As the Obama administration looks to Congress to fund its $215 million Precision Medicine Initiative, a new poll of healthcare executives indicates that most hospitals and health systems are not planning on leveraging such advances in genomics and data analytics to personalize patient care.

In the poll, conducted by analytics vendor Health Catalyst, 59 percent of respondents indicated that precision medicine will not play a significant role in their organizations over the next five years.

Non-academic hospitals and health systems are less likely to expect near-term participation in precision medicine. The survey found that 68 percent of those providers responded that precision medicine will play a "small or non-existent role" in their organization.


Further, 63 percent of those surveyed reported that their organizations had no plans to integrate genomic data into their electronic health record systems. Nonetheless, 50 percent of the survey respondents believe that DNA sequencing—the source of genomic data—could have a positive impact on their organizations' patient treatment strategies.

EHR data, combined with advanced analytics, is seen as foundational to President Obama's Precision Medicine Initiative, which is aimed at treating the specific needs and characteristics of individual patients through personalized treatments. However, the viability of PMI could be threatened without the buy-in of healthcare organizations nationwide, says David Crockett, senior director of research and predictive analytics for Health Catalyst.

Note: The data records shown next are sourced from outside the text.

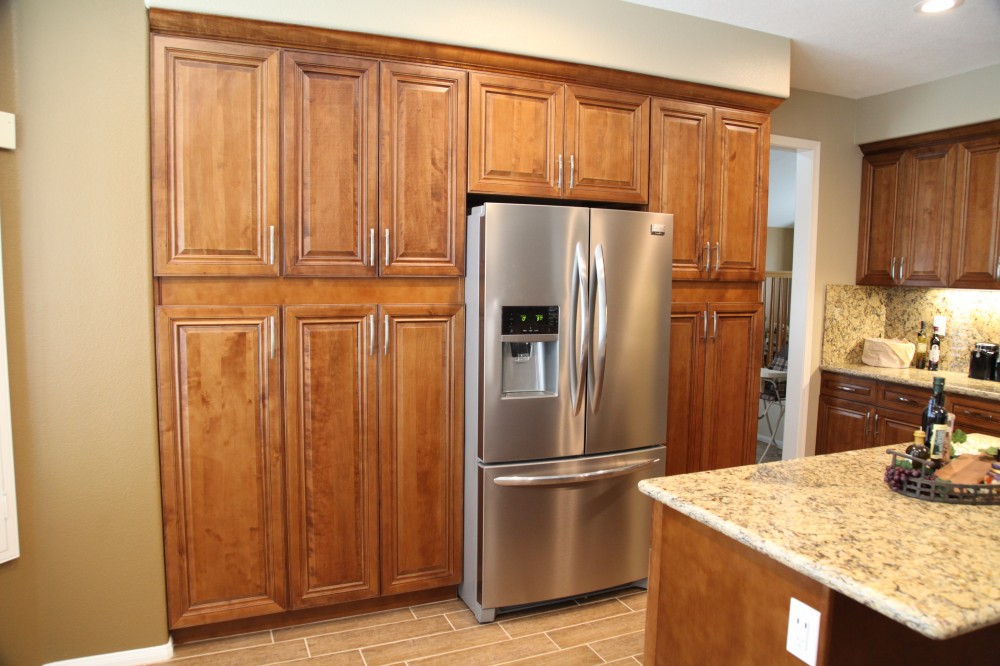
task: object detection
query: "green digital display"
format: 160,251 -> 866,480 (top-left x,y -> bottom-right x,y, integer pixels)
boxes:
502,305 -> 559,335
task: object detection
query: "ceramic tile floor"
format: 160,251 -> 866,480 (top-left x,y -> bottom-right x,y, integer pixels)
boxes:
148,588 -> 646,666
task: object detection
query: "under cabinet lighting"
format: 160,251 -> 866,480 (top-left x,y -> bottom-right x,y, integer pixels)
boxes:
916,0 -> 963,14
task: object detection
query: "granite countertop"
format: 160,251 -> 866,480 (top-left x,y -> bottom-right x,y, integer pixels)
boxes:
639,447 -> 1000,639
820,363 -> 1000,400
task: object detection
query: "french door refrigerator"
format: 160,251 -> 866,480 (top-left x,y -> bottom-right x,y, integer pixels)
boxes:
459,203 -> 673,622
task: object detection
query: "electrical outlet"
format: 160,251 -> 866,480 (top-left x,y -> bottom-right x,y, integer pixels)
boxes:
785,597 -> 820,666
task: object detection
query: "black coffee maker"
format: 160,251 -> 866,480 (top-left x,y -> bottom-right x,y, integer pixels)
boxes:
969,342 -> 1000,380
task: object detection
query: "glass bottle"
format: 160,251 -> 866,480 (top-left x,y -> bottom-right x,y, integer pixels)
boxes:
914,321 -> 927,370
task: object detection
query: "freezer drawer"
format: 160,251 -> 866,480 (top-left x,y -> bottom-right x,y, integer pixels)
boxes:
479,446 -> 665,608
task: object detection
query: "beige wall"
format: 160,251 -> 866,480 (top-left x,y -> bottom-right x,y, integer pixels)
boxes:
0,0 -> 167,666
148,0 -> 791,97
764,227 -> 795,271
771,90 -> 861,453
855,65 -> 1000,144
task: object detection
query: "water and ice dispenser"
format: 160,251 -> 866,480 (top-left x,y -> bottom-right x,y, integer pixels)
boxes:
500,305 -> 559,398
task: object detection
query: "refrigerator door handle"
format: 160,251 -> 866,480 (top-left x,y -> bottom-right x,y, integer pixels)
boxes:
569,243 -> 590,414
493,458 -> 660,486
590,243 -> 608,414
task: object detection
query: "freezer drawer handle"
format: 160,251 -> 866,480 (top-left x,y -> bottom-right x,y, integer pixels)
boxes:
493,458 -> 660,486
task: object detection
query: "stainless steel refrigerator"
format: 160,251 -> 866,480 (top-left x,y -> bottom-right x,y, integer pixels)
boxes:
459,203 -> 673,622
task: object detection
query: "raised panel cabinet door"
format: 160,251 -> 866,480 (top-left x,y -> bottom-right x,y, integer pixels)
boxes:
701,303 -> 764,470
379,305 -> 465,595
857,151 -> 906,286
563,86 -> 650,203
282,51 -> 379,277
816,395 -> 872,455
379,62 -> 468,275
469,72 -> 568,198
872,409 -> 921,446
951,137 -> 1000,289
284,305 -> 379,608
156,306 -> 286,629
666,303 -> 708,475
899,145 -> 956,287
709,109 -> 771,280
150,35 -> 279,275
649,99 -> 714,280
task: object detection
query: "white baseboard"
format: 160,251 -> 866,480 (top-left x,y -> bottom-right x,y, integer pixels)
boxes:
45,638 -> 174,666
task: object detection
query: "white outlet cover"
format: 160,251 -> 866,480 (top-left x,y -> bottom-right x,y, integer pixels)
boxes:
785,597 -> 820,666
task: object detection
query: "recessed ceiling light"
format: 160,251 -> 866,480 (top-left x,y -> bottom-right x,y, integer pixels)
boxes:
916,0 -> 963,14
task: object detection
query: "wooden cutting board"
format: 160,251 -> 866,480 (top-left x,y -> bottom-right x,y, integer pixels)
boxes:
937,453 -> 996,483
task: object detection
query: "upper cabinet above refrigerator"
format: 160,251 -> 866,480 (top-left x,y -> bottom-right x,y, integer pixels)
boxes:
649,99 -> 770,281
469,72 -> 649,204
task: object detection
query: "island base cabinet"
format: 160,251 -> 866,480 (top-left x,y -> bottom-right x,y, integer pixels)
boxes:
643,502 -> 1000,666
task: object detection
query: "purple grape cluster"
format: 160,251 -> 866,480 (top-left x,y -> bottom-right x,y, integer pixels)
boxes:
882,465 -> 920,490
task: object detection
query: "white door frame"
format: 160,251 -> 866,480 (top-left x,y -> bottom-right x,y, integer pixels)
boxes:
771,135 -> 820,460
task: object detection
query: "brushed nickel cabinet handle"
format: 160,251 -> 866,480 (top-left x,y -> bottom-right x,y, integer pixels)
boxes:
268,316 -> 275,358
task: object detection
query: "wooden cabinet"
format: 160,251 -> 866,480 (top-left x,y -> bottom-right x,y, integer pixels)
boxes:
649,99 -> 770,281
156,306 -> 287,628
150,35 -> 279,276
857,121 -> 1000,289
157,305 -> 464,628
379,305 -> 465,594
944,393 -> 1000,437
469,72 -> 649,203
951,137 -> 1000,289
379,62 -> 468,276
857,146 -> 955,287
816,372 -> 931,454
284,305 -> 380,608
282,51 -> 379,277
667,303 -> 763,474
157,36 -> 468,277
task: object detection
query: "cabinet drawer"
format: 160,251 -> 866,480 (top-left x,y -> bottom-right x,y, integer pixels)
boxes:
820,372 -> 878,402
878,383 -> 931,414
945,394 -> 1000,436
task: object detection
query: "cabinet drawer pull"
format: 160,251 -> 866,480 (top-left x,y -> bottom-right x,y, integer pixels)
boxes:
962,409 -> 993,421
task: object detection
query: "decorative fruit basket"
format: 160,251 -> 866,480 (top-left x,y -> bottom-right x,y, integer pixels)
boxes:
884,449 -> 1000,505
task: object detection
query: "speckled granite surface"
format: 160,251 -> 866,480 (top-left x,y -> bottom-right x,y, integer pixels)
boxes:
820,363 -> 1000,400
639,447 -> 1000,639
822,284 -> 1000,374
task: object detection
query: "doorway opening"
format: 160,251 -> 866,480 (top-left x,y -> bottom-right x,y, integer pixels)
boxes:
757,136 -> 820,462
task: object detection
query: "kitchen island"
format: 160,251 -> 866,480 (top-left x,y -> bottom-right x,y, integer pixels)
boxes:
639,447 -> 1000,665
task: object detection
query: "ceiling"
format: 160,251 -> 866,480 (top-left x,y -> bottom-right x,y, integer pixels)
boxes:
626,0 -> 1000,99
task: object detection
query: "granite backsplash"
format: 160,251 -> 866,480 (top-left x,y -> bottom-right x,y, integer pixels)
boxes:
823,284 -> 1000,373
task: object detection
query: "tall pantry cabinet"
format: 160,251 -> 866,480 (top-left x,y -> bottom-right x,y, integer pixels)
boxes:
151,33 -> 467,630
649,99 -> 770,474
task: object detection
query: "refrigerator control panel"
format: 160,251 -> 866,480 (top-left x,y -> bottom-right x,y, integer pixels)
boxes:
500,305 -> 559,335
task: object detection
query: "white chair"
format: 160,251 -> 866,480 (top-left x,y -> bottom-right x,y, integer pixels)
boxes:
757,368 -> 788,463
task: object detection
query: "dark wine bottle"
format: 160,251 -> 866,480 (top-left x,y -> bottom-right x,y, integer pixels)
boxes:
920,377 -> 948,460
927,326 -> 944,370
916,322 -> 927,370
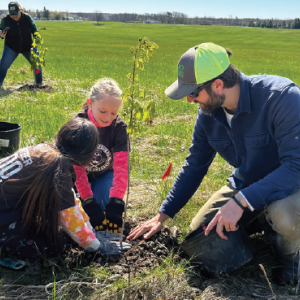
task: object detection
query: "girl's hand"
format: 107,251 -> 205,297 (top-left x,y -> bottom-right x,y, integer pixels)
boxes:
127,212 -> 169,240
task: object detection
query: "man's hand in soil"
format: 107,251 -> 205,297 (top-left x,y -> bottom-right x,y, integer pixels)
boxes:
82,198 -> 106,230
205,196 -> 248,240
127,212 -> 169,240
96,231 -> 121,242
105,197 -> 125,233
98,241 -> 131,255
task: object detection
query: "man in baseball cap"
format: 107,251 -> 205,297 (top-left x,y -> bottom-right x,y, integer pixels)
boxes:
8,2 -> 20,16
165,43 -> 230,100
128,43 -> 300,284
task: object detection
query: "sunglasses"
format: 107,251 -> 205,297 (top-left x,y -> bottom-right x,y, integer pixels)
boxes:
189,79 -> 215,98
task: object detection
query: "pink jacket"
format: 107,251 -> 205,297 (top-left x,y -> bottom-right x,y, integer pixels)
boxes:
74,109 -> 128,199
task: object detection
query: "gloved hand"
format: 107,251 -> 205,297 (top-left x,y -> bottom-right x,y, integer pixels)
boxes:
105,197 -> 125,233
81,198 -> 106,230
98,241 -> 131,255
96,231 -> 121,242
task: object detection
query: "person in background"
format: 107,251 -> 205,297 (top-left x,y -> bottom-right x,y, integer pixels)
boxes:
74,78 -> 128,233
0,118 -> 130,258
0,2 -> 43,87
128,43 -> 300,284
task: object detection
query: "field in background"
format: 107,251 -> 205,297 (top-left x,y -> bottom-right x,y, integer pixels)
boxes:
0,21 -> 300,299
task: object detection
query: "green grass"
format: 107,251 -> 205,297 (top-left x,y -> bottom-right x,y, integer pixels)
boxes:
0,21 -> 300,298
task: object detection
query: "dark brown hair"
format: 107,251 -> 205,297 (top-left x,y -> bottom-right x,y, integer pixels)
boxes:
8,118 -> 99,242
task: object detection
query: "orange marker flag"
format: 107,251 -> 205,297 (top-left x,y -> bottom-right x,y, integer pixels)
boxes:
162,163 -> 172,180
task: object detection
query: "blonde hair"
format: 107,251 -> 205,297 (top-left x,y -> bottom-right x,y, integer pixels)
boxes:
82,77 -> 122,109
89,78 -> 122,102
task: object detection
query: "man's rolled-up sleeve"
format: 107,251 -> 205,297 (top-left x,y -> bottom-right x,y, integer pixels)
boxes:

"With all the financial pressure these days around reimbursement and reducing waste in healthcare, genetics is probably getting pushed to the back burner at a lot of health systems," Crockett says. "This survey shows that leaders in academic medicine are the ones moving to adopt precision medicine, but the rest of healthcare has a lot of catching up to do."

Not surprisingly, the poll reveals that academic medical centers appear to be embracing precision medicine in a way that smaller, non-academic organizations are not, with 71 percent of academic respondents indicating that precision medicine will play a significant role in their organizations over the next five years. In this industry segment, 64 percent of organizations report they plan to integrate genomic data into their EHRs.